WFE: Add new key-value ratelimits implementation

[beautifulentropy]

Integrate the key-value rate limits from #6947 into the WFE. Rate limits are backed by the Redis source added in #7016, and use the SRV record shard discovery added in #7042.

Part of #5545

---

Notes for reviewers:

There were a lot of small changes necessary to complete this change:

Changes in ratelimits:

• Make Name an fmt.Stringer and utilize the new String() method throughout.
• Improve documentation for NewRegistrationsPerIPv6Range.
• Add metrics similar to those added to our existing rate limits in ratelimit: Overhaul metrics for the our existing rate limits #7054
• Changes to Redis Source:
  • Register go-redis client metrics at *redis.Ring construction, outside of the Redis Source. These metrics are germane to client itself, not the source implementation in ratelimits.
  • Remove ratelimits.RedisSource.timeout.

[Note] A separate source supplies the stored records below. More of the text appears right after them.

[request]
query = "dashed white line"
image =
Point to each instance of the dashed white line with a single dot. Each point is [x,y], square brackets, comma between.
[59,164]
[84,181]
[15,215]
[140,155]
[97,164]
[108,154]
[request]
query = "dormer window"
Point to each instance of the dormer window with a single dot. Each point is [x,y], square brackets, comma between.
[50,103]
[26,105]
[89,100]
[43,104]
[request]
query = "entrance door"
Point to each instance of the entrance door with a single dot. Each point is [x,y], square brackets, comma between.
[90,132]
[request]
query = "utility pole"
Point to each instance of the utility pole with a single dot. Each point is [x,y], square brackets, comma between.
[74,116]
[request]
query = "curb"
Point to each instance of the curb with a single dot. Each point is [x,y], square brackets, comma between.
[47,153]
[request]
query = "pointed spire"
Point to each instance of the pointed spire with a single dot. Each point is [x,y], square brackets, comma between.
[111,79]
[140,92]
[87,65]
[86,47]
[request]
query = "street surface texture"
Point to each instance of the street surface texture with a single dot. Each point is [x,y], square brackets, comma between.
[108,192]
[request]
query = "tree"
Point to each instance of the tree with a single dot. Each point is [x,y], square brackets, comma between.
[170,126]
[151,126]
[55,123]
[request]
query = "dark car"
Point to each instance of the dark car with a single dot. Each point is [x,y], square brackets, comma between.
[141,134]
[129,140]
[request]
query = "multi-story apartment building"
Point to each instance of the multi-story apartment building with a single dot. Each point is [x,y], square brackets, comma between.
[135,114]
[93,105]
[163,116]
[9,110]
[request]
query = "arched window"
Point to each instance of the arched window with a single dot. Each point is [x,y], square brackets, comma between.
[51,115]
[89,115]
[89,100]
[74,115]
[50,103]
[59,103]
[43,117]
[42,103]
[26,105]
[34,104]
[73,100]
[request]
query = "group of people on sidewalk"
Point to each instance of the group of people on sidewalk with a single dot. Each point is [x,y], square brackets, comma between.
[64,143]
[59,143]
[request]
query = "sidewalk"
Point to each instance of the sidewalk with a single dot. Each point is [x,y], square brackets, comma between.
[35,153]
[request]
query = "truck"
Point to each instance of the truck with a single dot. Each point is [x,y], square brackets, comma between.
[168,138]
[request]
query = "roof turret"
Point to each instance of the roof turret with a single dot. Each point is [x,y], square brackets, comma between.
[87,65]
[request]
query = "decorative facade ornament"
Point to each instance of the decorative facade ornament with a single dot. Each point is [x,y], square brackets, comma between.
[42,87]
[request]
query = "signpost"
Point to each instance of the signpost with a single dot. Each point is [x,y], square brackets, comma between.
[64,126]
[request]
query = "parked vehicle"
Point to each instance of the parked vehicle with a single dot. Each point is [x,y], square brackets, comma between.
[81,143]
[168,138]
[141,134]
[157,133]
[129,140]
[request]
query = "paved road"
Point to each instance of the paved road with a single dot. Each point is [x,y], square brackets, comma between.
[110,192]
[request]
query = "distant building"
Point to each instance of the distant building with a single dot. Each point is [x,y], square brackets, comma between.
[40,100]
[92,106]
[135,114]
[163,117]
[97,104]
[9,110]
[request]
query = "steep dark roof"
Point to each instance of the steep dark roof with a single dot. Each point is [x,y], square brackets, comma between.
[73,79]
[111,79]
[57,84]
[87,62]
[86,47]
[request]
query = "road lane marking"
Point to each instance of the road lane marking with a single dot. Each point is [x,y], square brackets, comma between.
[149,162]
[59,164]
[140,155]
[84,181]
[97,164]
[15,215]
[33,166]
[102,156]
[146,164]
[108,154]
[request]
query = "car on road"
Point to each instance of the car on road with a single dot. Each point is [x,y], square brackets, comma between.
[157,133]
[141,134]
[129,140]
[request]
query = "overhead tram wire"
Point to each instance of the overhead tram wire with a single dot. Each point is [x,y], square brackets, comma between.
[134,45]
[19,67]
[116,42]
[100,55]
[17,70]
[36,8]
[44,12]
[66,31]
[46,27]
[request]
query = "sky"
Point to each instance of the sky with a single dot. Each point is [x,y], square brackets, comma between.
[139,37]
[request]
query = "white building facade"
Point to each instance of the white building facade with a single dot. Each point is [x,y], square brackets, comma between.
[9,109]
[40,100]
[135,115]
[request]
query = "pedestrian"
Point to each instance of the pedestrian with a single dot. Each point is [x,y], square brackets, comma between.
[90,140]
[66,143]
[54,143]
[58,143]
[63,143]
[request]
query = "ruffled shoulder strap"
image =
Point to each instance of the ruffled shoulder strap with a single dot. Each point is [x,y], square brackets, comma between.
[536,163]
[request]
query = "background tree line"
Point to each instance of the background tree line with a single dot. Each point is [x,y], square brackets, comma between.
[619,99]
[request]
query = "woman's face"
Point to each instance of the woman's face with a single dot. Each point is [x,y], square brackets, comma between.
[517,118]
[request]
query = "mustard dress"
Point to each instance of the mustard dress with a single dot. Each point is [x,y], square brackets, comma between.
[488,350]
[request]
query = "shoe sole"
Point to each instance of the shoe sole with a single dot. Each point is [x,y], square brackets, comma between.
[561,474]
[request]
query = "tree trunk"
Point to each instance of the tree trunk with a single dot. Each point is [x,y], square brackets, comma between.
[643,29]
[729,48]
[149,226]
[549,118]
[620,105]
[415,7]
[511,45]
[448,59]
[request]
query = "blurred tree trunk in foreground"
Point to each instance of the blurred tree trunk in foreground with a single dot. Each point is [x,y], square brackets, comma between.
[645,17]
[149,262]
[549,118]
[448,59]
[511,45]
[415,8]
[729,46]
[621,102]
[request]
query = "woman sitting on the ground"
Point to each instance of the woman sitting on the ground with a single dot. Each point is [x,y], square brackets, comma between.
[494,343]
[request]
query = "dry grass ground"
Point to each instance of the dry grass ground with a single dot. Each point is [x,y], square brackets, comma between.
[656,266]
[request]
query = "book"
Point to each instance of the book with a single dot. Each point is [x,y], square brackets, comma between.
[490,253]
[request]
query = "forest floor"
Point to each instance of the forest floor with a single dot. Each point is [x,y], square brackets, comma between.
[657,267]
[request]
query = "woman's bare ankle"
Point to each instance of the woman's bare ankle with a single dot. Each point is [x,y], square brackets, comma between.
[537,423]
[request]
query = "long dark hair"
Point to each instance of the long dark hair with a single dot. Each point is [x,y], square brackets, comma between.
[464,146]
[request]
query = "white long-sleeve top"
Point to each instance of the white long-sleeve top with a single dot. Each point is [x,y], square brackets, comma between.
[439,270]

We should instead rely on the go-redis read and write timeouts.

Changes in bredis:

• Copy rocsp_config.RedisConfig to bredis.Config.
• Add utility function MustRegisterClientMetricsCollector() for registering go-redis client metrics.
• Add SRV lookup fields to the new bredis.Config and a new constructor NewRingFromConfig() to handle go-redis client and service discovery construction. This is much cleaner than constructing a client inside of the WFE and will be useful if/when we add more Redis caches to the WFE.
• lookup.updateNow() now re-registers client metrics when new shards are discovered.

Changes in rocsp/config:

• Move redis client metrics registration from NewReadingClient() to MakeReadClient()
• MakeReadClient() calls the new bredis.MustRegisterClientMetricsCollector() for consistency.

Change in wfe2:

• Spend against the NewRegistrationsPerIP/v6Range inside the new checkNewAccountLimits() func and if the subsequent ra.NewRegistration() call fails, refund the spent limit quota using the new refundNewAccountLimits().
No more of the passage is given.